I struggled with that for a long time, but eventually I became strong enough to stand on my own. Lord knows Tyler didn’t let anyone tell him what he should be doing! It helped to think of him when I was really having a hard time with the fact that not everyone from our life was going to be in the life I would have to build alone. I soon learned that life is a lot easier once you have the right people in it and those that don’t come with you into your new life make things really difficult because they aren’t supposed to be there. I learned that sometimes you just have to agree to disagree, let them head down their path and continue making your own trail. And most importantly, stop worrying about how others think you should be living your life! Have confidence in yourself and your decisions. Yes, you might make mistakes, but so does everyone else! You can’t let fear be your driving motivation or it will take you places that you don’t want to go. 

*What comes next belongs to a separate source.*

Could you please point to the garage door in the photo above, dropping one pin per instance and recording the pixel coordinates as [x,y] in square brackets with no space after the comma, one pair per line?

I was lucky to have found widow role models like Taryn Davis of the The American Widow Project to look to who didn’t just buck the stereotypes, but went on to thrive and enjoy life while making a huge impact helping other military widows do the same. When I saw that the light went off and I thought “YES!”. There was no more uncertainty or just knowing what I didn’t want. I gained confidence and started to go after what I wanted. I will always be grateful for that.

My experience of loss is a significant source of motivation for me today and I like to say I am living for two! And I know Tyler wouldn’t be satisfied with the ordinary. I aim to experience all I can, achieve all I can, and help others all I can. I don’t just want to exist, I want to LIVE as much as possible. 

“So here’s to Lady Mary taking up aviation, or wildlife photography, or a lover. Maybe she can demonstrate that a widow, facing an uncertain future and a need to remake herself, need not choose between the poles of lady and tramp. Neither maudlin nor wanton, but real, a widow can be a vigorous, noble and complex heroine in art and in life.”

 

I hope to demonstrate the same with my journey.